As the New York Times reported some years ago, the company was founded by Sakai Hiroki, a former book editor and business journalist, who in 1998 moved from Japan to the United States. With financial backing from a large Japanese newspaper (his former employer) and a trading house, he started publishing Japanese popular fiction, because he saw so little of it in bookstores outside of Japan.

That is not an easy venture, the selection from the vast ocean of mass fiction is all that counts. Popular fiction is perhaps even more difficult to bring to another culture than highbrow literature. On top of that, much - very much - of Japanese fiction is just cheap rubbish. That is the case everywhere, but especially so in Japan where authors are paid little and so have to go on writing and writing, churning out several books a year. After the initial few inspired books, even famous popular authors like Matsumoto Seicho descend into the hell of hack-work.

So what has Vertical come up with?
  • They started with a coup: the novels of Suzuki Koji, such as the complete Ring trilogy, Dark water etc.
  • Riding the manga wave, the first volumes of Buddha by Tezuka Osama, the godfather of Japanese comic art.
  • The Guin Saga by Kurimoto Kaoru. Vertical has published the first volumes of what promises to become a 100-volume series in the original Japanese. Pure escapist fantasy, about princely twins Rinda and Remus, who loose their kingdom but are helped by Guin, a creature with a human body but the head of a leopard. Think Edgar Rice Burroughs at his most unapologetic.
  • Shinjuku Shark by Osawa Arimasa. a hard-boiled police novel set in seedy Kabukicho. Review by Mark Schreiber.
  • Filmmaker Kitano Takeshi's Boy, three stories from his youth. Reviewed enthousiastically by Donald Richie in the Japan Times.
  • Zero over Berlin by Sasaki Joh tells about a (fictional) effort in 1940 to fly two prototype Zero fighters to Berlin, to help the Germans manufacture better planes. Review by Mark Schreiber.
  • Outlet. An intriguing New Age mystery by Taguchi Randy.
  • Naoko by bestseller mystery author Higashino Keigo.
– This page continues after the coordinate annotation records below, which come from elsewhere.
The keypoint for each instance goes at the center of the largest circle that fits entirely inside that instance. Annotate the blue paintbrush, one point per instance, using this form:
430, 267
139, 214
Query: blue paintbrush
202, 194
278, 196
About a man whose wife dies in an accident after which their young daughter seems to be inhabited by the mother's personality.
  • The Crimson Labyrinth by Kishi Yusuke, a potboiler about something that seems to start out like a mysterious survival game...
  • And of course J-Horror by David Kalat, reviewed in these pages.

And much more, in all about 40 titles. It certainly is a very mixed bag and nothing if not exotic, although the publisher tries to stay away from cherryblossoms and other Japonisms.

Although this is a very laudable effort, I have the following small criticism (apart from the fact that I do not like all books selected and that some translations are rather monotonous): It would be more interesting to have novels written today, rather than fiction from the vast reservoir of the last decades, as is now the case. And when they start with an author, I would like Vertical to continue following that writer and continue translating his or her work (not only the odd trilogy).

Most of the books have been beautifully published, with cover art by Chip Kidd (now replaced by Peter Mendelsund). Certainly worth checking out for your next holiday reading.